- Directed by: Larry Malone
- Produced by: Michael Wahrman
- Music by: Jill Fraser
- Distributed by: Symbolics; Whitney / Demos Productions;
- Release date: August 28, 1987;
- Running time: 3 minutes
- Country: United States

= Stanley and Stella in: Breaking the Ice =

1987 animated short film

Stanley and Stella in: Breaking the Ice, also known as Love Found, is a 1987 American animated short film.

== Synopsis ==
Birds and fish are moving around different halves of a sphere, separated by a sheet of ice. One bird and one fish (Stanley and Stella) notice each other and approach their sides of the ice sheet. They look at each other through the ice and twirl to acknowledge that the feeling of love is mutual. Stella looks up and points, Stanley appears to be confused. Stella then taps her side of the ice sheet with her tail. Stanley gazes upward and then nods to her, understanding what he can do. As Stella watches, Stanley flies further and further up until he is high enough and then dives towards the ice sheet, breaking it.

Stella approaches Stanley, who appears to be unconscious, and nudges him awake. He looks around him to see that he is successful and Stella kisses his cheek. As they continue to gaze at each other, the birds and fish around them are shown freely mingling throughout the sphere.

== History ==
=== Original production ===
The animation was created in 1987 by a crew of about 90 people
 from Symbolics Graphics Division (SGD), Whitney/Demos Productions, and elsewhere. It premiered at the Electronic Theater of SIGGRAPH 1987.

Symbolics undertook the production for two reasons.

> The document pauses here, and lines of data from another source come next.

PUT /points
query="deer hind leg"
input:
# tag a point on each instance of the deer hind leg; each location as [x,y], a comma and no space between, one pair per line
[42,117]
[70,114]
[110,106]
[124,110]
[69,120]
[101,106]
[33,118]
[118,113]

The first goal was as publicity and marketing for the products of SGD by creating content for submission to SIGGRAPH’s well regarded Electronic Theater. The second goal was to showcase the boids simulation of group motion, an early artificial life model. It was developed in 1986 and 1987 by Craig Reynolds of SGD, and described in a technical paper published at SIGGRAPH 1987

More information about the animation's production can be found in two contemporaneous articles published by SGD. One was printed on the back of the animation's 1987 release poster. That text and a high resolution scan of the poster image can be found on the Internet Archive In March 1988, SGD's newsletter S-News included an article about the animation.

=== Subsequent distribution ===
The film did not gain attention outside the computer graphic field until it was rescored by James Reynolds and edited into the direct to video compilation The Mind's Eye in 1990. In this compilation, the film was retitled as "Love Found", featured a new jazz score, and the credits were eliminated. This version of the film later aired numerous times in the early 1990s on the Canadian television station YTV as part of the "Short Circutz" interludes. Much of Stanley and Stella was later incorporated into a music video, which can still be seen occasionally on MTV, as well as being featured in a few segments of Club Mario.